UNIX, on the other hand, takes a far more elegant route. It merges the new volume into the existing filesystem tree, grafting its contents onto an existing directory. Take the example of a floppy disk: this diagram shows what my / filesystem tree looks like when I've added the new volume to it (this is called mounting the volume).

Worth noting
You will notice here that my floppy disk's contents are grafted onto (mounted under) the /floppy/ directory. Those of you with a bit of experience with floppies and Linux are likely to notice that on your system, this probably isn't the case. Most Linux distributions mount removable media under /mnt/floppy/, /mnt/cdrom/, etc. Those of you who use Solaris or BSD, however, will find nothing out of the ordinary - by default, they mount removable media in top-level directories such as /floppy/. This, of course, is the beauty of the UNIX approach. Because you can mount a volume under any directory you like, you can choose what path you use to access your floppy drive, and I can choose mine.

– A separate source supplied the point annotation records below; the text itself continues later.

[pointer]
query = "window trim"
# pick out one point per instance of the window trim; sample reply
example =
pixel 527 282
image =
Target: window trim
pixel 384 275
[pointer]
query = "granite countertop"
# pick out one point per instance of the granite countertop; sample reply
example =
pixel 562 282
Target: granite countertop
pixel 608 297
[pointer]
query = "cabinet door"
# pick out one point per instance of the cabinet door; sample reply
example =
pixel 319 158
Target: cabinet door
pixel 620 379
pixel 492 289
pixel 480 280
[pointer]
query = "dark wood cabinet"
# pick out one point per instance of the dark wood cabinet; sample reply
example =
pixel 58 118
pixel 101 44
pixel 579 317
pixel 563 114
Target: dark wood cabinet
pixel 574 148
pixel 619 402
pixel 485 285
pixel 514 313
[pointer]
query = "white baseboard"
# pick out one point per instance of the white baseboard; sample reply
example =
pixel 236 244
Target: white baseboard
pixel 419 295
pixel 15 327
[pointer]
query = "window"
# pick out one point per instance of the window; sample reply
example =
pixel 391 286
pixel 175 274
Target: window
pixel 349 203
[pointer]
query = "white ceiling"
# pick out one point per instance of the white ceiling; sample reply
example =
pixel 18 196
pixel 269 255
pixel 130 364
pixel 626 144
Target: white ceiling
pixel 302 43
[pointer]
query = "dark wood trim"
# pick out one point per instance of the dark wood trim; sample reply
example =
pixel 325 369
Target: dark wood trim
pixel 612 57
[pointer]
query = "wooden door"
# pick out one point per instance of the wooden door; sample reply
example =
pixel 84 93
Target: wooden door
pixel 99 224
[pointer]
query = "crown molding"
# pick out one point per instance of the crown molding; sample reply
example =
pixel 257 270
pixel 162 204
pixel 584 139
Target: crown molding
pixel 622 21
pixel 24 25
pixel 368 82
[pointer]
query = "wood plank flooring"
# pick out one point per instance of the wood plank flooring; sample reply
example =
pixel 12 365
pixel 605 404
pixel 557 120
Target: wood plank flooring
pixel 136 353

The best thing about this? Those dotted lines on the diagram, which show which files are from the new volume, are for illustration only. As far as a program running on the computer is concerned, there is no boundary. Yes, accessing files and directories under the /floppy directory is a little slower than the rest of the system, because the actual hardware being used is a floppy disk rather than a hard drive, but that's no concern of the software's. Therein lies the real power of the UNIX filesystem. This is the take-home point - understand this, really feel the design principles and the power they give you, and the rest is window-dressing.

Another quick illustration

It's not unusual, in corporate environments especially, to have your home directory on a different volume (specifically, one somewhere else on the network, a topic we will be coming to later), and to have it mounted automatically when you log in. With Windows systems, you add a whole new drive letter for the network volume, and any references to files on that drive (for example, "recently used documents" lists in a word processor) are inextricably linked to the drive letter, which is why one has to create even more inconsistency by abandoning the letter-allocation scheme and forcing it to occupy a constant letter such as H:. With UNIX systems, a piece of software called an automounter (another topic we'll come to later) automatically mounts your home directory from the remote machine, and /home/your_username (a constant, standardised location for a user's home directory) starts seamlessly referring to files on a different computer to the one you're using.

Pretty neat, huh?

Exercises

Because of this lesson's conceptual nature, there are no exercises or demonstrations. However, I'd recommend that you explore your root directory. Find out what sort of things lurk in which directories. If you find something interesting that you're not sure about, ask me what it is!